When most individuals in Florida get divorced, their first instinct might be to move out of their house as quickly as possible. However, moving out before the divorce is finalized can produce its own set of problems. If possible, both parties should try to live in the same house as long as possible, particularly if children are involved. While moving out first might sound appealing to some, it can end up hurting their case in the long run.
How moving out can negatively affect an individual’s case
When an individual moves out during a divorce, they might find themselves paying two sets of bills: their current rent or mortgage plus the rent or mortgage from the house they shared with their spouse. If the primary earner for the household moves out, the state might require them to continue paying the bills and utilities. This adds additional strain onto the other financial challenges that come with divorce.

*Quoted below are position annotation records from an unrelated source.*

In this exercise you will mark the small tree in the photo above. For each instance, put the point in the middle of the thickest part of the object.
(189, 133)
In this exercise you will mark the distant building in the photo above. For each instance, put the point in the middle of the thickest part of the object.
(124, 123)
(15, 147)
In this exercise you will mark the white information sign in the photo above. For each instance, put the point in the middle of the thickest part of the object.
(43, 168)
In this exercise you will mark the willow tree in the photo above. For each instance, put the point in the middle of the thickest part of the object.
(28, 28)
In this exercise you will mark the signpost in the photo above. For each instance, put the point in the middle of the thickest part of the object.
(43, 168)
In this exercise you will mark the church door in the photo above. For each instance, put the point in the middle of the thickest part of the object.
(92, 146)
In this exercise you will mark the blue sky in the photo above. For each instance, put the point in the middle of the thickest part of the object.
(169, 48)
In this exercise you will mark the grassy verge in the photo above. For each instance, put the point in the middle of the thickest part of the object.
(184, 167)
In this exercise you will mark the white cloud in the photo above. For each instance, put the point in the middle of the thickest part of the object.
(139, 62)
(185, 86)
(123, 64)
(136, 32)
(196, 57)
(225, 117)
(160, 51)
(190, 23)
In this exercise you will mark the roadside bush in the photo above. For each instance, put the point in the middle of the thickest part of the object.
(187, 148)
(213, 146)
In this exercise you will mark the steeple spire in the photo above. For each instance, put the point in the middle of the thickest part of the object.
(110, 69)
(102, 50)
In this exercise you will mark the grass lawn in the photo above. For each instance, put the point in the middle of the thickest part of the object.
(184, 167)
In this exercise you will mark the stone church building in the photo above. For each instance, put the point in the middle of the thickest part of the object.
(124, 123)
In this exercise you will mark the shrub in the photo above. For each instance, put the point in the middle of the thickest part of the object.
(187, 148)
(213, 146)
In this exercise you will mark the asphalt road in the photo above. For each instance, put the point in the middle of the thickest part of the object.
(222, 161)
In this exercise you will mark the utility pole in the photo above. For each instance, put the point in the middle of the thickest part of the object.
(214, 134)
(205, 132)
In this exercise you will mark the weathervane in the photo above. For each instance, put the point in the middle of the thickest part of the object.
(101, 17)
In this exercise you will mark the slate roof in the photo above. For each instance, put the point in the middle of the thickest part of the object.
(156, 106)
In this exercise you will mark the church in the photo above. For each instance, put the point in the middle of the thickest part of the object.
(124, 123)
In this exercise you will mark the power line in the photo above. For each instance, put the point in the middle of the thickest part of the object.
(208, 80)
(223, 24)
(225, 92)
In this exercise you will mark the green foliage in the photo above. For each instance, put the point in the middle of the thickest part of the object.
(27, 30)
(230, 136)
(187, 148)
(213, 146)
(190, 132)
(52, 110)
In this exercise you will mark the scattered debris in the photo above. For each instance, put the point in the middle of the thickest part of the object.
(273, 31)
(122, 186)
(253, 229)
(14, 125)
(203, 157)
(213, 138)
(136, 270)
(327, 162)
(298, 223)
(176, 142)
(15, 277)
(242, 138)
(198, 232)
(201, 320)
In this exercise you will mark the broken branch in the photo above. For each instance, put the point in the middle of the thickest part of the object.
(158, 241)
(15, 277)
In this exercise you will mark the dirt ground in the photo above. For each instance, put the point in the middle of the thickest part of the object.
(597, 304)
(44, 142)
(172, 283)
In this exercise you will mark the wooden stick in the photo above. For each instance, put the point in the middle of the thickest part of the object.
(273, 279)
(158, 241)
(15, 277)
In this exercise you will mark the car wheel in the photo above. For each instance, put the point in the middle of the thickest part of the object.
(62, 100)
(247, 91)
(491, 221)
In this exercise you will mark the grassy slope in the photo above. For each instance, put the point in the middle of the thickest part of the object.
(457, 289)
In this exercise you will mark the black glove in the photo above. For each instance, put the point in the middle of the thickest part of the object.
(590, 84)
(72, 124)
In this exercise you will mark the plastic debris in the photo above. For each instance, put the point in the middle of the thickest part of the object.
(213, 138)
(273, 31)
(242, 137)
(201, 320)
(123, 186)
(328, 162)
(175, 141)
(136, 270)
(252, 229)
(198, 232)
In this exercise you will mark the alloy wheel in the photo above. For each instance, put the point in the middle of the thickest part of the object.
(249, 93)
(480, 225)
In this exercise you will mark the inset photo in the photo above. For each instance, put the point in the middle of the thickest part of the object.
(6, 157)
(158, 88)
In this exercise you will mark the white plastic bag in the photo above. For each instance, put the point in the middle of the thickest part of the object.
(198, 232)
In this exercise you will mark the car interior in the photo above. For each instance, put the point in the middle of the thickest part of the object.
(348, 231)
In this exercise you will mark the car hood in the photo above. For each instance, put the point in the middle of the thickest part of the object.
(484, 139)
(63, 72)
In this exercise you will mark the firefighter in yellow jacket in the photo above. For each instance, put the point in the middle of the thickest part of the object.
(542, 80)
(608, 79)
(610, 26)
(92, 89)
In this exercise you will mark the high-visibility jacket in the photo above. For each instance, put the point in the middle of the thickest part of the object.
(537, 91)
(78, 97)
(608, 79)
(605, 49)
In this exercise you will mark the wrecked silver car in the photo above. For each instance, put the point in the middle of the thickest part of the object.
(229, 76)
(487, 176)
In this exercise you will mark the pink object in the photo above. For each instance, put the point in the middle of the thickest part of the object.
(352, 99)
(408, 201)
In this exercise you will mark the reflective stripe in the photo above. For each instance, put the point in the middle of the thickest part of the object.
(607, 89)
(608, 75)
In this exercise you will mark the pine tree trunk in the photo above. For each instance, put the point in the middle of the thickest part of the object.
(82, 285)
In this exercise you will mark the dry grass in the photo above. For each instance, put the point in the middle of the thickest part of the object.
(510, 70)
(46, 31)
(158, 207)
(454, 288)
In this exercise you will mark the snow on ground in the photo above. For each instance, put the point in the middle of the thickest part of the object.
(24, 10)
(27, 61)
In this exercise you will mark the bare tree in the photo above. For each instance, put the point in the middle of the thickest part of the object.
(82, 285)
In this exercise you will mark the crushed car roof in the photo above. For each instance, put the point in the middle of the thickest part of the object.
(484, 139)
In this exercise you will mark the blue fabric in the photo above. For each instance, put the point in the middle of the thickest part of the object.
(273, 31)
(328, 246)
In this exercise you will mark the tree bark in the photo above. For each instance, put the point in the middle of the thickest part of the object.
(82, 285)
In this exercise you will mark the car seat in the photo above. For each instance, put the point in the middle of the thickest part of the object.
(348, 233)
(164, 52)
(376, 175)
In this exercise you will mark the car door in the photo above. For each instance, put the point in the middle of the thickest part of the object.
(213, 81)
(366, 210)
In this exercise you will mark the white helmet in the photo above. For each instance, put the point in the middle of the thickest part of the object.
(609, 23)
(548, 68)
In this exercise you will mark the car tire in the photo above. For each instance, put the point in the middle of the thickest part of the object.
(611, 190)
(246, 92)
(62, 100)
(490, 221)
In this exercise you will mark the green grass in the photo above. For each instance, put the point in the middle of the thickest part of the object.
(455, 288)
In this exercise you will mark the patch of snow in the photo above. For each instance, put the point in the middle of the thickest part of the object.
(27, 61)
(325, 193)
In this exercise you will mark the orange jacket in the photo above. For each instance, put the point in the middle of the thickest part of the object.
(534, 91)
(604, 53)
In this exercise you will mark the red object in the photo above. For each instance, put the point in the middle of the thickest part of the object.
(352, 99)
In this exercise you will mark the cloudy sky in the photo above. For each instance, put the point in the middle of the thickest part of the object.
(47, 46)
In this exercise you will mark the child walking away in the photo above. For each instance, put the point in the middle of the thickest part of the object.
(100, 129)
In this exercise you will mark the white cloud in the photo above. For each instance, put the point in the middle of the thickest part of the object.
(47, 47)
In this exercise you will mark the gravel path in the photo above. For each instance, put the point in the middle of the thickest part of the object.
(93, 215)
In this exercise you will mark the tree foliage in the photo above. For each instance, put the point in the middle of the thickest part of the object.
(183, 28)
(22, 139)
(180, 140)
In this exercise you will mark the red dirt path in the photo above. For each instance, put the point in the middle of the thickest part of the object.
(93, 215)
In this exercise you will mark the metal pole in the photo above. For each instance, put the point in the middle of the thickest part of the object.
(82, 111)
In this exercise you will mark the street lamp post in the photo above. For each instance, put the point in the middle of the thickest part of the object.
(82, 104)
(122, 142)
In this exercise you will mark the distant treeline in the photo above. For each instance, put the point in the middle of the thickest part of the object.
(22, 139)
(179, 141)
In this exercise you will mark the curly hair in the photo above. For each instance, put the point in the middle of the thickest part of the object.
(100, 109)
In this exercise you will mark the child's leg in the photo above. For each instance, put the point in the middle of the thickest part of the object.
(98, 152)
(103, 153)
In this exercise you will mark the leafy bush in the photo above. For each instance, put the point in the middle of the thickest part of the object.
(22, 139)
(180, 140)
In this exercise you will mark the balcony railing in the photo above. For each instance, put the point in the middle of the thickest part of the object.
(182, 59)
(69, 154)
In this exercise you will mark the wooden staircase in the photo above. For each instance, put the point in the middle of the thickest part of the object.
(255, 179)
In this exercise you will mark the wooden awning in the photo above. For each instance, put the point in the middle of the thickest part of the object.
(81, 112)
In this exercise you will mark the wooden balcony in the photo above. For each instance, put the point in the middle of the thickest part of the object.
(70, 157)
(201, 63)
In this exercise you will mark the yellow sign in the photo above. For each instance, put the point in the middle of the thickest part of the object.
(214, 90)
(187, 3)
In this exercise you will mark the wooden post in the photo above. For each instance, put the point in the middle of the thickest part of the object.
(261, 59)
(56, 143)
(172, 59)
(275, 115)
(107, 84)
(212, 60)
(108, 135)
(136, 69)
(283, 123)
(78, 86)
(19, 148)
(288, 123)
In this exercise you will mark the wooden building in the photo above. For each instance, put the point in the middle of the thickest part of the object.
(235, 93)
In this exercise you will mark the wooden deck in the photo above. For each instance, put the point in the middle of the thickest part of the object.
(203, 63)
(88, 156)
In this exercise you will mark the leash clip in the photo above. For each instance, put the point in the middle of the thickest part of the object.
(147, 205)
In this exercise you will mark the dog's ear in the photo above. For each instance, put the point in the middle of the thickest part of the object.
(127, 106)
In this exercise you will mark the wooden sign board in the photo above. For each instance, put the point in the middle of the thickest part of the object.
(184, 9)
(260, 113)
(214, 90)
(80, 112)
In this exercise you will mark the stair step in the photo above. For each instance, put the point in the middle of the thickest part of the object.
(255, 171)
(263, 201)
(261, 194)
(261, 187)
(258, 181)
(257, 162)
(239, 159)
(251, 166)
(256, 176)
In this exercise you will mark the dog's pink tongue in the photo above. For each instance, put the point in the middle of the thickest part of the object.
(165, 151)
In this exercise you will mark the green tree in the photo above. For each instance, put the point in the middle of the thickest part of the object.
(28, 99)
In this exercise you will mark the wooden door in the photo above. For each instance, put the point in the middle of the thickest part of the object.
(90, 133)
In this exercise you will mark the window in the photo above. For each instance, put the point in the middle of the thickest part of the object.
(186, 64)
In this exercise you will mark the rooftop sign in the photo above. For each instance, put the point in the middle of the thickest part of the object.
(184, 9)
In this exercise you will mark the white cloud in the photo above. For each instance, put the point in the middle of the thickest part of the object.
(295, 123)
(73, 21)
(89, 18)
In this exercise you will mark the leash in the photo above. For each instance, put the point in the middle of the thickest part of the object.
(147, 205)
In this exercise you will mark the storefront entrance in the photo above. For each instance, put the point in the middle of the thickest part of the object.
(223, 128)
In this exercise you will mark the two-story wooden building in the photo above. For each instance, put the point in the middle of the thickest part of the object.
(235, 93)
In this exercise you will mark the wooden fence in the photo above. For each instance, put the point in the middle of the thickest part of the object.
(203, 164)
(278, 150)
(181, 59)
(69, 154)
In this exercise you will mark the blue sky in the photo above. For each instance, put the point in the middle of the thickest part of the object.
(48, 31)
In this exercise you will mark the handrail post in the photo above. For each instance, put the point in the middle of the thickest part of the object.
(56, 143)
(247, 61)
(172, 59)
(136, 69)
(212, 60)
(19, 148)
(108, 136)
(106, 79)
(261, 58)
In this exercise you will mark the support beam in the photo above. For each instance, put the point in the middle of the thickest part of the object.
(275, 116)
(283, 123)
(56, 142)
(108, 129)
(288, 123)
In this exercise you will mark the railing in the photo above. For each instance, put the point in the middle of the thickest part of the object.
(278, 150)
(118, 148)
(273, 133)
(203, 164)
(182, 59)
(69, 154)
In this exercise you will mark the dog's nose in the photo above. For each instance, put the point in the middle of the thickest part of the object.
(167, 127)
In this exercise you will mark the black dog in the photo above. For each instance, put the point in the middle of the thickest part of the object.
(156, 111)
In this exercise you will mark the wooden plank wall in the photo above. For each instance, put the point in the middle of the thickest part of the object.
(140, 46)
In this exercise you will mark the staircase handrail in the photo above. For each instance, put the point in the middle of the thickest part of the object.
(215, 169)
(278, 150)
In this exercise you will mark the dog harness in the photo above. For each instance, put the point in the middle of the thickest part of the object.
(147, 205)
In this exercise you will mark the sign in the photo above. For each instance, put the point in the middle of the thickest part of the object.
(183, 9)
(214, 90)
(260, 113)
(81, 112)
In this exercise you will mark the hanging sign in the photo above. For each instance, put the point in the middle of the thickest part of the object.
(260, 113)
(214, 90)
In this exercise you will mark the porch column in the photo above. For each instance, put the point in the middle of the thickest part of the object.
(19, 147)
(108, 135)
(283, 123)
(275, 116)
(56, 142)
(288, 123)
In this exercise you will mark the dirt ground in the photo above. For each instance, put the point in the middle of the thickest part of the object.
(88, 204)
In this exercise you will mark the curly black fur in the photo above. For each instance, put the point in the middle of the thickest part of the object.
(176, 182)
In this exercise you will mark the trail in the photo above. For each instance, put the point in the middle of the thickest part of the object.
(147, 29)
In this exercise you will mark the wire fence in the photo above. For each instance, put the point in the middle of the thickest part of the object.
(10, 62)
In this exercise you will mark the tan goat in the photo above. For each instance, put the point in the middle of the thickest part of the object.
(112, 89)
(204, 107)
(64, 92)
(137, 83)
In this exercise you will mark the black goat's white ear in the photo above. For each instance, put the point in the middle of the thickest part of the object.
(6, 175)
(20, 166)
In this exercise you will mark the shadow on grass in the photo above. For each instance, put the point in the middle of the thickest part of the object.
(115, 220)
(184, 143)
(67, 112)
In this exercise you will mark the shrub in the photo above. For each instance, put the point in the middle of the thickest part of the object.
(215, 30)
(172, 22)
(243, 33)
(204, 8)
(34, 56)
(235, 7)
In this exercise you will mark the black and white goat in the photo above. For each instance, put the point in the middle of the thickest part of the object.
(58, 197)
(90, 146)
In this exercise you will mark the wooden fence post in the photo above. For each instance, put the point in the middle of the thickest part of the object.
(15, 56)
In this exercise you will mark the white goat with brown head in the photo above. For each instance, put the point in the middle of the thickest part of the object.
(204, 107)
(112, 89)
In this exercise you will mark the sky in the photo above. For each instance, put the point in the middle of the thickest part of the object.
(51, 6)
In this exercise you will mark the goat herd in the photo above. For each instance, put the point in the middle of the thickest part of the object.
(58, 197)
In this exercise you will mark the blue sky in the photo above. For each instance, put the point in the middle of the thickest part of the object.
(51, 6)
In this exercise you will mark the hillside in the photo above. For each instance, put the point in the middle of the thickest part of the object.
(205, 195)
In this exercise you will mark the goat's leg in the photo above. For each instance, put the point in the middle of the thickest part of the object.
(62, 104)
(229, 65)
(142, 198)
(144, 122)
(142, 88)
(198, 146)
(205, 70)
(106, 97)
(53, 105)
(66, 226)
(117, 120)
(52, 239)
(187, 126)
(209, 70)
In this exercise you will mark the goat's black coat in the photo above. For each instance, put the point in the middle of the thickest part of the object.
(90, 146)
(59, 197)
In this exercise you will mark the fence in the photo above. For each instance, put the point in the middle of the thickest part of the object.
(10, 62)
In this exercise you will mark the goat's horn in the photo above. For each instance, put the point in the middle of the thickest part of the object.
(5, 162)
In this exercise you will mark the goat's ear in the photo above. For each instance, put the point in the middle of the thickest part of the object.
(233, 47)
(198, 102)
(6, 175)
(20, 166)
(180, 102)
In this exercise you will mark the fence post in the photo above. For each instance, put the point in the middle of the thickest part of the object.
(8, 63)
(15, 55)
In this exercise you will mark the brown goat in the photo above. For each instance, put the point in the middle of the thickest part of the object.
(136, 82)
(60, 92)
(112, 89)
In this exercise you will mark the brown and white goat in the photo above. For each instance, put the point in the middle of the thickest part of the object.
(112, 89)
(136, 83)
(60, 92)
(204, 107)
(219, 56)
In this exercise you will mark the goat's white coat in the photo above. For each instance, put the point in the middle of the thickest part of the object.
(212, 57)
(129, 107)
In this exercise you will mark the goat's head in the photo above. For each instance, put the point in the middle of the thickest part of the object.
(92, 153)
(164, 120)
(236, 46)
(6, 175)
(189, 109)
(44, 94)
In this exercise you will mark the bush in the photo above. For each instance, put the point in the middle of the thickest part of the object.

If the couple has children, the individual who moves out will have less time with their kids. As a result, they might be denied custody or certain visitation rights. In certain cases, they might even have to pay child support before the divorce is finalized. To prevent situations like this, it’s beneficial for the individual to remain in the house as long as possible.
How to proceed in the event of a divorce
Speaking with a family law attorney may be beneficial to an individual who’s going through a divorce. An attorney might help the client divide up their assets, negotiate for child custody and visitation rights, determine spousal support payments and more. An attorney may also be able to give the client guidance and help them navigate through the divorce proceedings to ensure that they get the best possible outcome for their situation.